Acceptance is the toughest part. Accepting that our child would never live a normal life all those years ago has informed my life and everyone else in my family. Accepting that the ‘normal contract’ between parents and children does not apply in this case also stretches out into the future. Without the care, support, and commitment of others, this might be a burden too heavy to carry. This same rule applies to all lives since at some point, we all stand in the need of others.
It all starts today and while I am glad, it’s also a stone in my heart. But then again, I am reminded to count my blessings, which are many when compared to the greatest volume of humanity on this planet. There are things we must accept but not everything must be tolerated. Love and care should always conquer cruelty and indifference.

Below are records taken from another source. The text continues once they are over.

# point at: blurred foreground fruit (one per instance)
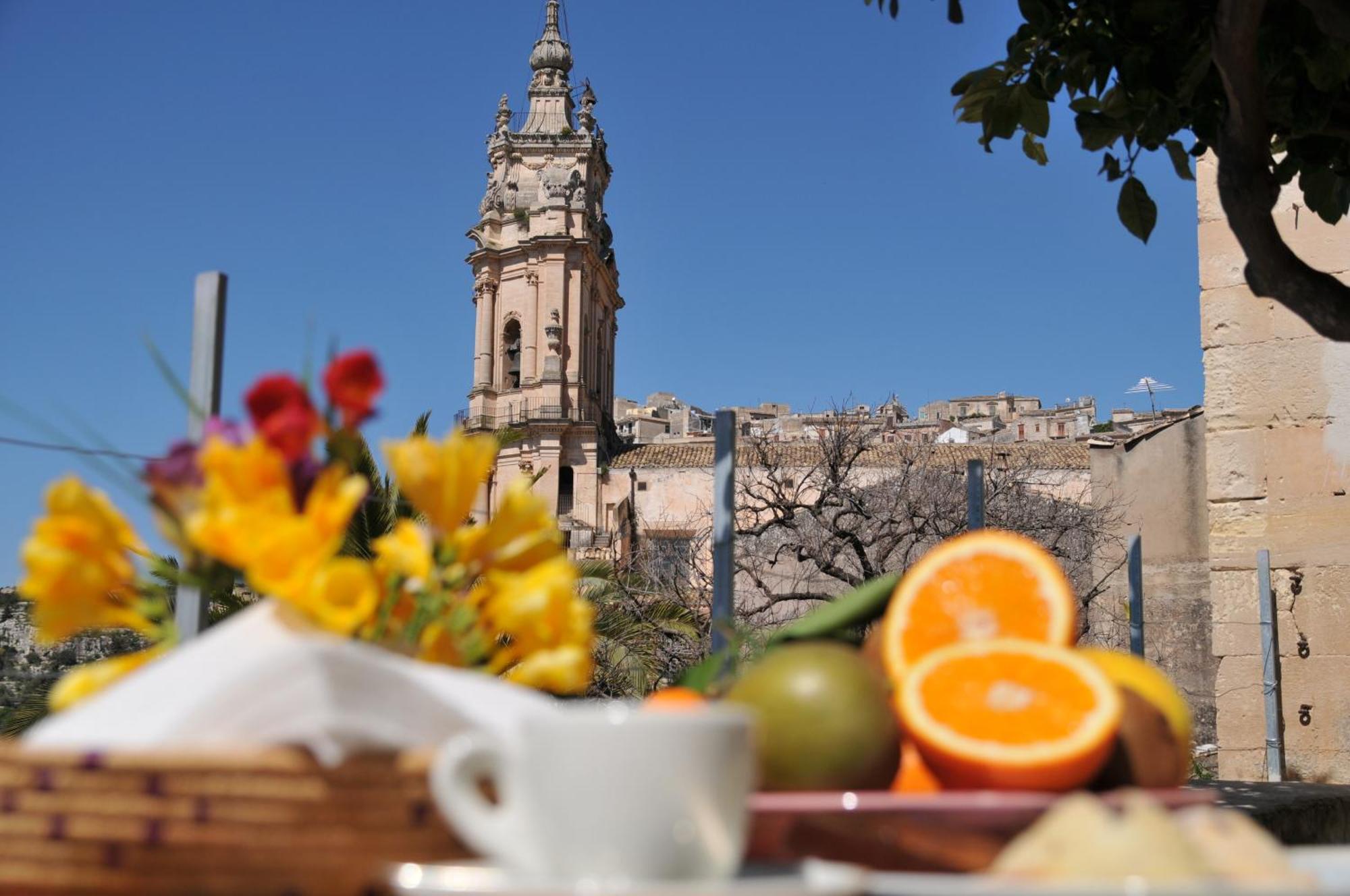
(826, 721)
(1010, 715)
(1154, 747)
(674, 700)
(983, 585)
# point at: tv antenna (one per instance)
(1148, 385)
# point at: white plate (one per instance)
(1328, 866)
(475, 879)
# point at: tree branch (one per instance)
(1248, 190)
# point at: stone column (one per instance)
(485, 299)
(1278, 447)
(530, 330)
(587, 491)
(574, 333)
(549, 453)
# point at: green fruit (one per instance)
(824, 719)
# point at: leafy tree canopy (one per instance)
(1263, 84)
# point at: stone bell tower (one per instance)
(546, 291)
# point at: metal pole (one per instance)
(1136, 570)
(1271, 670)
(724, 526)
(974, 495)
(209, 342)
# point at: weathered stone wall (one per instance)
(1278, 411)
(1160, 481)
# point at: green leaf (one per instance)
(971, 79)
(1110, 167)
(1325, 192)
(851, 611)
(1137, 210)
(1036, 14)
(703, 677)
(1035, 149)
(1001, 117)
(1181, 161)
(1097, 130)
(1033, 114)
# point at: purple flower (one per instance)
(226, 430)
(176, 470)
(303, 476)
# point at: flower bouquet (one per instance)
(257, 504)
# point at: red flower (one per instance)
(353, 381)
(281, 414)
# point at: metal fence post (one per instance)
(209, 342)
(1271, 670)
(724, 526)
(1136, 573)
(974, 495)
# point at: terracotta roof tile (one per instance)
(1044, 455)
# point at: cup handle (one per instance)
(456, 773)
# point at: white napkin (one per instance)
(263, 678)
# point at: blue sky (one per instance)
(797, 215)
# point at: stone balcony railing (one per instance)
(522, 415)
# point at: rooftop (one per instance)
(1033, 454)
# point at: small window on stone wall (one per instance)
(511, 356)
(566, 491)
(668, 558)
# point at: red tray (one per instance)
(955, 832)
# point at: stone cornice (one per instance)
(506, 254)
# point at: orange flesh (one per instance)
(983, 597)
(1009, 700)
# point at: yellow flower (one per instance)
(246, 491)
(78, 565)
(437, 646)
(249, 520)
(442, 480)
(520, 535)
(404, 553)
(565, 670)
(95, 677)
(535, 608)
(342, 596)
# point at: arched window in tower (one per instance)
(511, 356)
(566, 491)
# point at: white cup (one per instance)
(605, 794)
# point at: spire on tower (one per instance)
(550, 94)
(551, 52)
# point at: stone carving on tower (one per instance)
(546, 295)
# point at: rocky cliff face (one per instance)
(28, 667)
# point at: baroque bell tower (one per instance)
(546, 292)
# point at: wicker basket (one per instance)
(263, 821)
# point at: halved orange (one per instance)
(676, 700)
(983, 585)
(1010, 715)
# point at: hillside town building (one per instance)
(1263, 466)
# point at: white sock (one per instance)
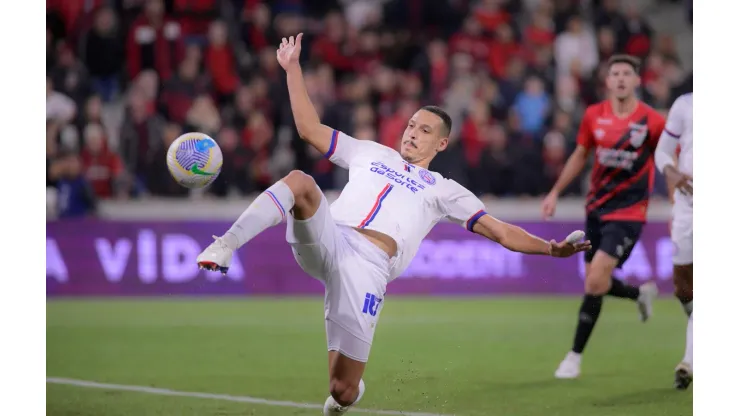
(688, 356)
(362, 391)
(268, 209)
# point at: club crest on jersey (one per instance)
(638, 134)
(427, 177)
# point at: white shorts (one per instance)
(355, 273)
(682, 230)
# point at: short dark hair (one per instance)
(630, 60)
(446, 119)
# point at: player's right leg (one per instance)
(683, 283)
(612, 243)
(297, 192)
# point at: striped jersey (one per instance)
(391, 196)
(624, 167)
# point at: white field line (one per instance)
(223, 397)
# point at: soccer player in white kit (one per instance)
(369, 235)
(679, 131)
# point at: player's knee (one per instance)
(343, 392)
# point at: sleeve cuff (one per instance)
(332, 145)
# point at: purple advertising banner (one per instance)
(103, 258)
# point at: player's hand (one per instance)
(570, 246)
(677, 180)
(549, 204)
(289, 51)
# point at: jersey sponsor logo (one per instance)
(638, 134)
(395, 176)
(371, 305)
(427, 177)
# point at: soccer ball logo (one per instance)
(194, 160)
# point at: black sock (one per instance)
(621, 290)
(589, 313)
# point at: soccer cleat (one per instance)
(684, 376)
(216, 257)
(332, 408)
(570, 367)
(648, 293)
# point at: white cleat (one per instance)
(332, 408)
(216, 257)
(570, 367)
(648, 293)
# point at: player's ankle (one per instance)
(346, 394)
(231, 240)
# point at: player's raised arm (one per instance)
(464, 208)
(307, 120)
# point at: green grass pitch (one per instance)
(461, 356)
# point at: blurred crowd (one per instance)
(127, 77)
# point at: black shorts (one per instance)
(615, 238)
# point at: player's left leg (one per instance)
(355, 293)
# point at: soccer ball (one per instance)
(194, 160)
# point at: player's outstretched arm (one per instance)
(307, 120)
(517, 239)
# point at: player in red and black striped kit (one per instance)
(623, 133)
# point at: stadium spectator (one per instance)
(503, 50)
(530, 66)
(235, 176)
(155, 41)
(470, 40)
(532, 106)
(179, 93)
(70, 76)
(102, 168)
(575, 50)
(104, 53)
(75, 196)
(637, 32)
(195, 16)
(221, 64)
(141, 135)
(157, 180)
(59, 107)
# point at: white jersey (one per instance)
(389, 195)
(679, 131)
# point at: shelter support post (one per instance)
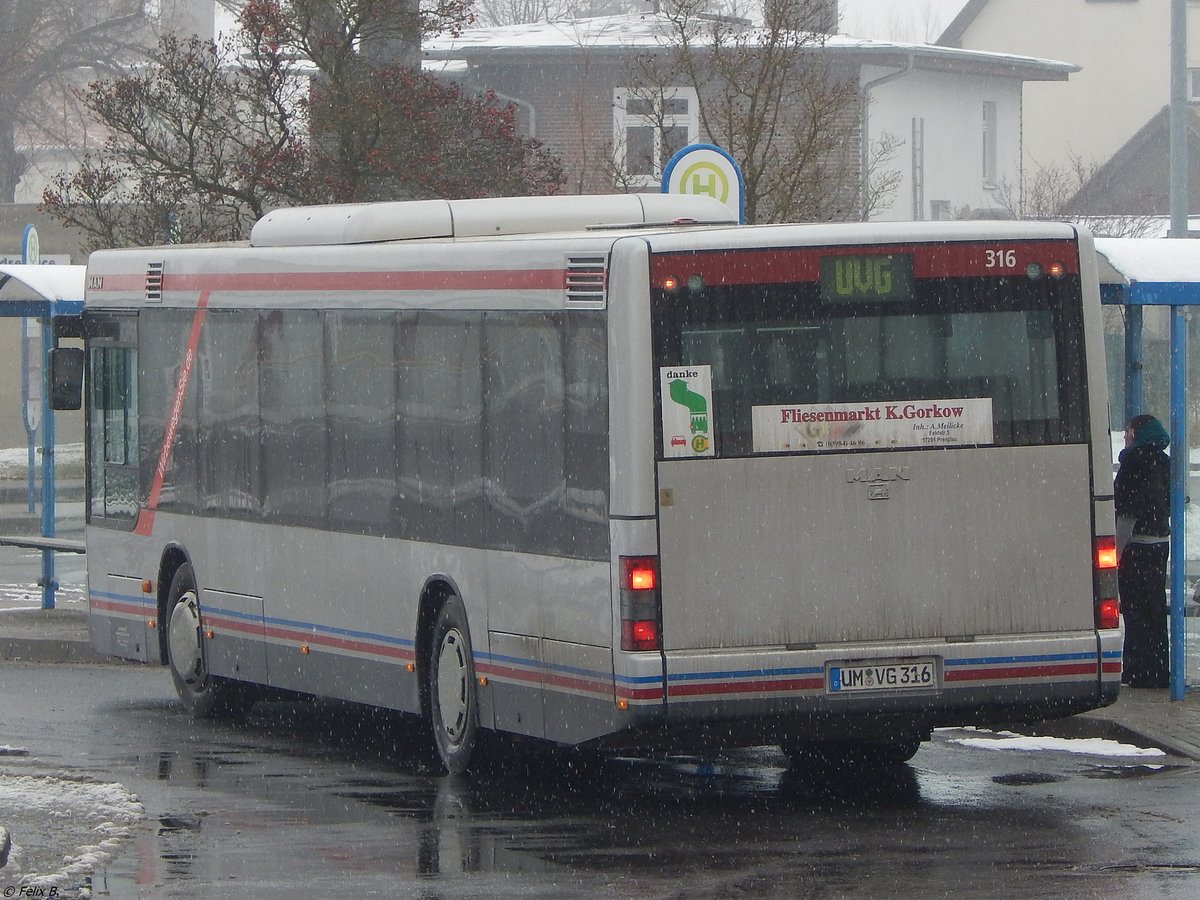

When I think of this in the context of an unjustifiable war being fought not more than 1500 km from my present location, I cannot accept the totally needless cruelty and ignorance of those who perpetrate such acts.
Only 77 years ago, the country where I live, Finland emerged from a horrific war fought against Russia and won its freedom, albeit at a terrible cost, but nevertheless achieving peace as well as prosperity. The lies that started that war are just as outrageous as the ones that fuel the present conflict. Propaganda that perpetuates violence should never be accepted.
No thoughts or prayers will stop the present trail of destruction in Ukraine (though reflexively I do pray) but from that conflict, perhaps a new world is emerging where everyone rises above themselves and acceptance and tolerance are the norm — a world where dictators are consigned to history, where they belong.
Finland is not a paradise, but it is a country which is committed to ideals that support tolerance, inclusion and community. The world is too big and too small to countenance war. Acceptance of common humanity and our place in the natural order as guardians of the earth, not its destroyers is the only way forward.